Cálculo dos direitos sucessórios para um falecido residente no Luxemburgo

Os herdeiros devem pagar os direitos sucessórios ao Estado luxemburguês, independentemente de serem ou não residentes no Luxemburgo.

Os direitos sucessórios sobre os bens adquiridos no estrangeiro são da competência da fiscalidade e dos direitos sucessórios desse país.

No caso de uma sucessão em linha direta descendente ou ascendente, a sucessão no Luxemburgo será isenta até ao limite da quota legal. No âmbito de um testamento, por exemplo, a quota extralegal será tributada a 2,5% ou 5%, consoante o caso.

Da mesma forma, a sucessão entre cônjuges não é tributável no Luxemburgo, se os cônjuges ou parceiros tiverem filhos em comum.
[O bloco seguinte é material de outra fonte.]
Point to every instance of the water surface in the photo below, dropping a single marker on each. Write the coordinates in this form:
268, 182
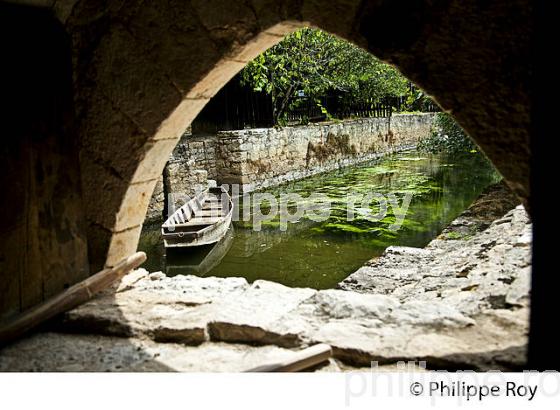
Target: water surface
321, 254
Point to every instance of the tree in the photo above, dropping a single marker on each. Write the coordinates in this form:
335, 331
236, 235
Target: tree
315, 62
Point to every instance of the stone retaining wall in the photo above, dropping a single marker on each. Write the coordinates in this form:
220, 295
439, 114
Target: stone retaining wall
259, 158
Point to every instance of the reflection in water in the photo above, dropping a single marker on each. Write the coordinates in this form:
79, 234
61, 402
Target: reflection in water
321, 254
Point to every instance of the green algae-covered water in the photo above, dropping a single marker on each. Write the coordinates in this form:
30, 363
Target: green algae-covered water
319, 254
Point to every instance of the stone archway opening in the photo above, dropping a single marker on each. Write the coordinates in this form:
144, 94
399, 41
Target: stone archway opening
127, 131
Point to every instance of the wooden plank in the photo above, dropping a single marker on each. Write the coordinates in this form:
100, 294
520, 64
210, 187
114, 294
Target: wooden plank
304, 359
68, 299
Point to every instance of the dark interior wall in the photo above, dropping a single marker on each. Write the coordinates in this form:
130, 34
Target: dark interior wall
43, 247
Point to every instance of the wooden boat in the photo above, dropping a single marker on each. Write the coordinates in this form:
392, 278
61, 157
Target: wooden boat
203, 220
200, 260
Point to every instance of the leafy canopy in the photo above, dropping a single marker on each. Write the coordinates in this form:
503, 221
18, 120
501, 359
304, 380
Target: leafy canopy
315, 62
Caso contrário, a sucessão será tributada a 5%.

As sucessões entre colaterais são tributadas entre 6% para a quota legal e 15% para a quota extralegal.

Para além destes casos específicos, as sucessões são tributadas entre 9% e 15%, no máximo.
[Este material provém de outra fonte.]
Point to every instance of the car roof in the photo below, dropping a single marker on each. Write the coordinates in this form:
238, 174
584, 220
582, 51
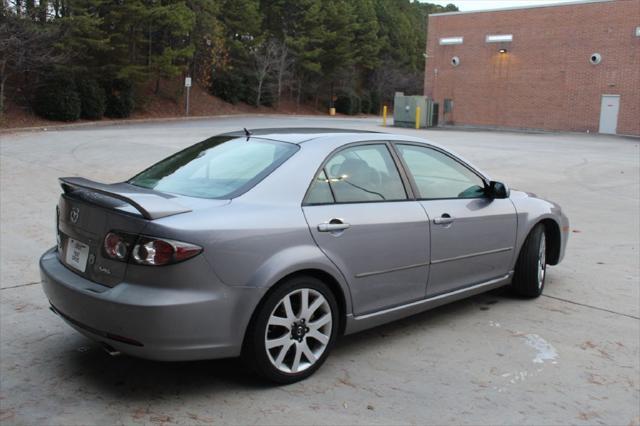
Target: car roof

Direitos de sucessão para um falecido não residente no Luxemburgo

No caso de um falecido não residente no Luxemburgo, serão cobrados direitos sucessórios pelo Estado luxemburguês sobre os imóveis situados no Luxemburgo, independentemente de os herdeiros serem residentes luxemburgueses ou não.

Em todos os casos, informe-se bem sobre a sua situação pessoal em caso de falecimento, tendo em conta o seu país de residência, o seu país de nacionalidade, a residência dos seus potenciais herdeiros e a localização dos bens a transmitir.
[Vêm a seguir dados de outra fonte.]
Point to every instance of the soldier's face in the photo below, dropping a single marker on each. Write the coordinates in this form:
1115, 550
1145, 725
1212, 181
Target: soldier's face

Para saber mais sobre os direitos de sucessão no Luxemburgo, consulte a página guichet.lu.

Alguns produtos, como o seguro de vida, permitem a transmissão isenta de impostos sucessórios aos beneficiários do contrato. Estes instrumentos são, além disso, produtos de poupança financeira muito interessantes para os expatriados. Informe-se diretamente junto do seu banco ou da sua seguradora. Eles saberão aconselhá-lo.

Encontre aqui uma breve visão geral do sistema fiscal em vigor no Luxemburgo.

A ter em conta para os expatriados

Antecipar uma sucessão no Luxemburgo pode parecer complexo, mas alguns pontos-chave permitem compreender melhor o quadro fiscal e administrativo:

  • Residência do falecido: a tributação depende da residência no momento do falecimento.
  • Localização dos bens: os bens situados no Luxemburgo ou no estrangeiro podem ser tratados de forma diferente.
  • Testamento e doações: a elaboração de um testamento pode garantir a transmissão, mas certas doações recentes podem ser reintegradas.
  • Isenções fiscais: filhos, pais e cônjuges beneficiam geralmente de uma isenção total sobre a quota-parte legal.
  • Declarações e trâmites: a declaração de sucessão deve ser apresentada rapidamente junto da administração luxemburguesa.

Em resumo: antecipar-se e informar-se permite proteger o património familiar e simplificar os trâmites, mesmo para os expatriados que vivem no estrangeiro.